Ponadto szkoła planuje zakup najwyższej klasy kotłów koncertowych oraz innych instrumentów perkusyjnych. Zadbano też o takie detale, jak krzesła dla muzyków, które będą posiadały odpowiednio regulowane oparcia.
Widownia na miarę potrzeb
Corocznie placówka organizuje około 160 popisów i koncertów. Obecnie młodzi artyści prezentują swe umiejętności w ciasnej salce mieszczącej ledwie 60 osób, w której panuje niesamowity zaduch. W takich warunkach trudno o komfort dla słuchaczy, nie mówiąc o wygodzie muzyków. Po oddaniu do użytku sali koncertowej, życie szkoły zmieni się diametralnie. Uczniowie będą mogli w końcu występować w godnych warunkach i oswajać się z prawdziwą estradą.
Koncerty młodych muzyków wzbogacą także ofertę kulturalną miasta. - W szkole mamy wielu wybitnych muzyków, którzy pomimo młodego wieku już prezentują wysoki poziom. Teraz ich popisy będzie mogła śledzić liczniejsza publiczność - zaciera ręce Kucybała.

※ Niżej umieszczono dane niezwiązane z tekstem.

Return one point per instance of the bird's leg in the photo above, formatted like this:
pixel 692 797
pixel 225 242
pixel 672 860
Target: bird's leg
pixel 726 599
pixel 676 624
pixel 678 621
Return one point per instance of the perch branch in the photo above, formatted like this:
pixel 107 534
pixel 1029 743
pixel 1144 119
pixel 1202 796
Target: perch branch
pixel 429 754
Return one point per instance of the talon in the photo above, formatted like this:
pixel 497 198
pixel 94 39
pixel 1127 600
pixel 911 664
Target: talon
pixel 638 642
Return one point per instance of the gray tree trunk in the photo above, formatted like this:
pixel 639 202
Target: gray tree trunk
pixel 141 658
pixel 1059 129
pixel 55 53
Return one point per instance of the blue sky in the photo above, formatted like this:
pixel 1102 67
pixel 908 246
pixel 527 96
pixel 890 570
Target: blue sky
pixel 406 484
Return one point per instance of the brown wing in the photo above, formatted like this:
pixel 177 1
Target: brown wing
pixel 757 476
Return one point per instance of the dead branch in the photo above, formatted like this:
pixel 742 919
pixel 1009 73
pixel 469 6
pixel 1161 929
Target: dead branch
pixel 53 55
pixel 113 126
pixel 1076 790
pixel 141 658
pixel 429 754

Mimo, że miasto dostało nową salę koncertową za darmo, nie brakowało wśród mieszkańców opinii, że ilość miejsc na widowni jest zbyt mała. - Pojemność sali jest dla nas wystarczająca i zabezpiecza potrzeby przeciętnego słuchacza muzyki klasycznej w naszym mieście - zapewnia dyrektor szkoły. - Nie zamierzamy organizować koncertów muzyki rozrywkowej. Nowa sala Akademii Muzycznej w Krakowie ma 420 miejsc, więc chyba proporcje są zachowane.
Inauguracja z pompą
Nowa sala zostanie oficjalnie otwarta 1 września br. Wydarzenie to będzie towarzyszyło obchodom 65. rocznicy istnienia szkoły i inauguracji kolejnego roku szkolnego. Tego samego dnia o godz. 17 odbędzie się pierwszy koncert . Szkolna orkiestra symfoniczna wykona m.in. fragmenty „Sonetów krymskich” Stanisława Moniuszki. Następnego dnia bielskiej publiczności zaprezentuje się zespół Das Kleine Wien Trio.
Najbardziej efektownie zapowiada się trzeci dzień uroczystości. Specjalnie na tę okazję zostanie utworzona orkiestra składająca się absolwentów szkoły, grających obecnie w różnych orkiestrach symfonicznych całego świata. Na koncercie mają stawić się znamienici goście z ministrem kultury Bogdanem Zdrojewskim na czele. Później zgromadzonym zaprezentuje się inny absolwent bielskiej szkoły, prof. Jerzy Sterczyński z Uniwersytetu Muzycznego w Warszawie. Czwartego dnia odbędzie się koncert o charakterze jazzowym. Uroczystości zakończy bal absolwentów w hotelu Vienna.
Nie ulega wątpliwości, że jedyna sala koncertowa z prawdziwego zdarzenia w prawie dwustutysięcznym mieście będzie tętniła ożywionym życiem muzycznym. Niewykluczone, że swoje miejsce znajdą w niej miejskie imprezy o charakterze cyklicznym, jak np. Bielska Zadymka Jazzowa.